Her father’s belief that eating processed, inorganic, and unhealthy foods will eventually lead to cancer became even more prevalent after her mother’s death.

            Robert Finney also taught his children the practice of taking vitamins and natural supplements to better their lives since they were very young.  In the bedroom of Finney’s State College apartment, she has an entire drawer filled with more than 20 different vitamin bottles.  She files around eight pills into each different box of her daily pill organizer (which are normally used by the elderly to keep track of their multiple medications).

            “This is probably what my friends would say is the weirdest thing I do,” Finney joked as she looked at the pill organizer.  She takes raspberry ketones, vitamin C, green tea extract, fish oil, a multivitamin, and biotin daily. These vitamins are said to do anything from strengthen bones, lower cholesterol and blood pressure, and you guessed it—fight cancer.
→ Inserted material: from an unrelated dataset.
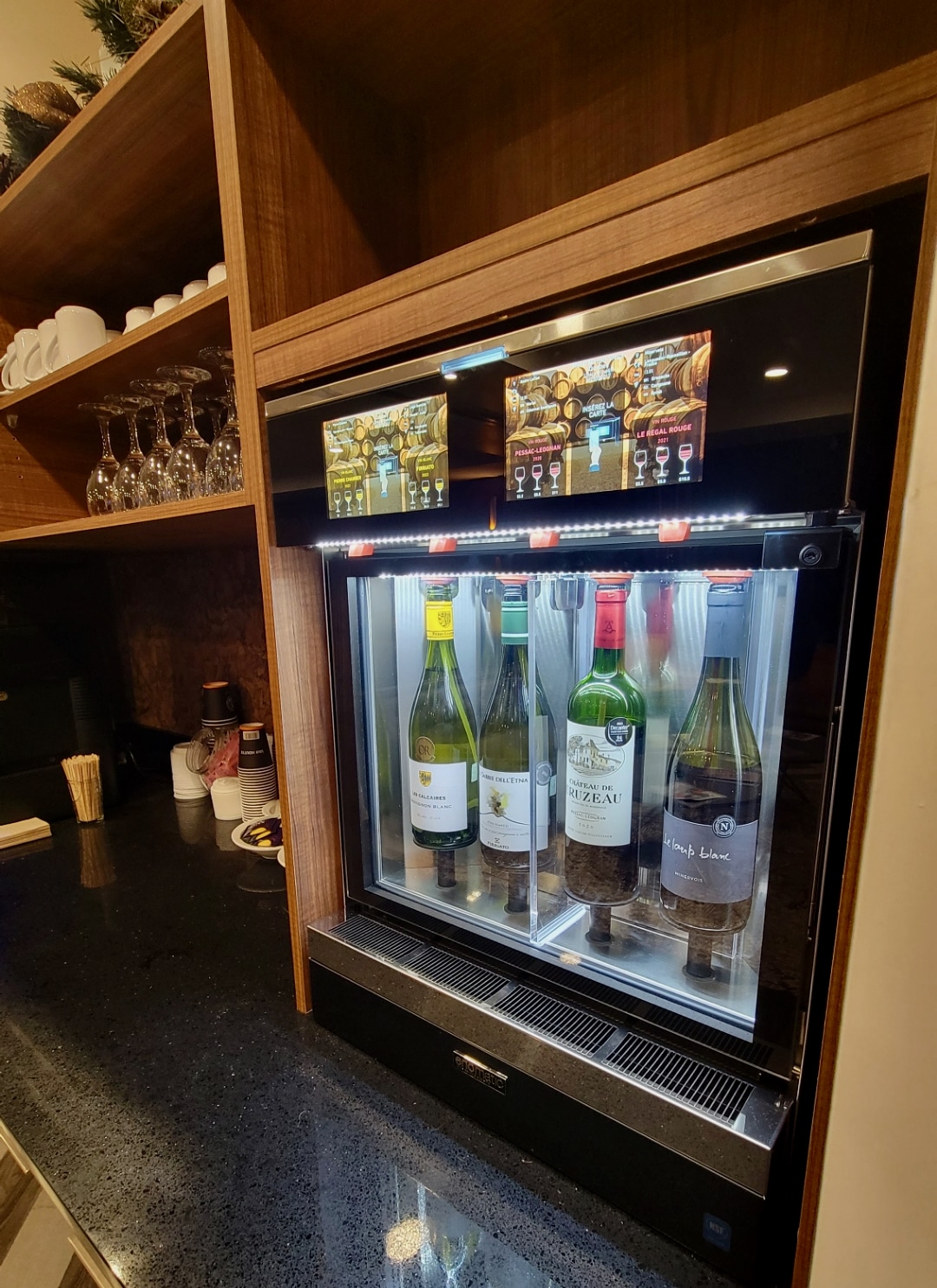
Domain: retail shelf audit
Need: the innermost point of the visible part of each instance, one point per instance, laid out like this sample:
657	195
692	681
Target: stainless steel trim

            Her dad’s healthy ways have obviously stuck with her over the years even when he is not there for moral support.  At school Finney shops only at Wegman’s, mostly in the organic section, or Trader Joe’s.
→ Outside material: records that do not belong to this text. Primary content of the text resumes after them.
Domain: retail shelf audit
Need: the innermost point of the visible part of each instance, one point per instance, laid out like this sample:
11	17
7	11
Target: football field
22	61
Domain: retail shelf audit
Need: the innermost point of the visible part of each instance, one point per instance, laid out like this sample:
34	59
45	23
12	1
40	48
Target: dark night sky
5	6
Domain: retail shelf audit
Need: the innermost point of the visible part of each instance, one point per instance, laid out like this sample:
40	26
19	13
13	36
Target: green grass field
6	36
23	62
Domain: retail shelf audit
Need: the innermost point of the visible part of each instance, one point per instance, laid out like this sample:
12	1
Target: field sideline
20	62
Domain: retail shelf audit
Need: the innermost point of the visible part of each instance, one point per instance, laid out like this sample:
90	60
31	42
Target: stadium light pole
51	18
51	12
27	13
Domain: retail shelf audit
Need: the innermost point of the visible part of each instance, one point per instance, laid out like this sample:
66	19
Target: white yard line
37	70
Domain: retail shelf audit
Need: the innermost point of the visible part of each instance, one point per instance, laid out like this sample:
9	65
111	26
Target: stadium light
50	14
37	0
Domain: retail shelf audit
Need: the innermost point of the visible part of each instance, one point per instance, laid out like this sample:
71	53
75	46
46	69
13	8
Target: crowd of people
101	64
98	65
            Best friend and future roommate Kimmy Ashmead said, “It’s an ongoing joke (in our friend group) about how weird she eats.  Sometimes I’m convinced her goal is to come out of the grocery store with the weirdest and most random healthy or organic thing she can find.”

            Another life lesson Finney’s dad lives by is that “everyone should sweat for at least 30 minutes a day.”  She takes his lesson to a whole new level to say the least.
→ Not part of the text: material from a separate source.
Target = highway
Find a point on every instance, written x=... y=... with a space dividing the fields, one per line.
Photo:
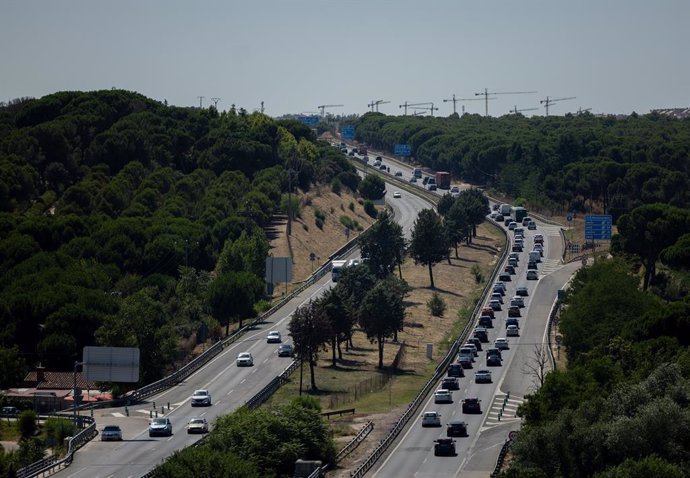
x=230 y=387
x=412 y=454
            Finney goes to the gym six days a week.  She has a membership to all on-campus gyms, but prefers to work out at Rec Hall. Once there, she spends a grueling hour on the treadmill, pushing herself until she physically cannot run anymore.  Next she does strength training for 30 minutes.  This includes lunges, dumbbells, and pushups. 

            One day at the gym, despite looking faint after an unremitting hour and ten minutes running on the treadmill, Finney continued to pick up the 10-pound dumbbells.  “I came all the way here, I might as well finish strong!” she said when a friend asked if she needed a break.  Even after an intense afternoon workout Finney is adamant that the bus is not an option.  She proceeds to walk the mile and a half back to her off-campus apartment despite the chilly weather.

            Her current roommates are surprised to see her in anything that isn’t workout clothing, they joked.  “We see her for one meal a day, and other than that she’s either doing laundry or going to the gym!” roommate Alayna Letteri said.

            Finney says she will continue to push herself to ensure she remains as healthy as she is right now.  “I control my life.  I do what I do so I remain in control of it...  I feel like in a way I’m continuing to fight my mom’s battle every day, only I do it through being as healthy as I can be.  I do it for her,” she said.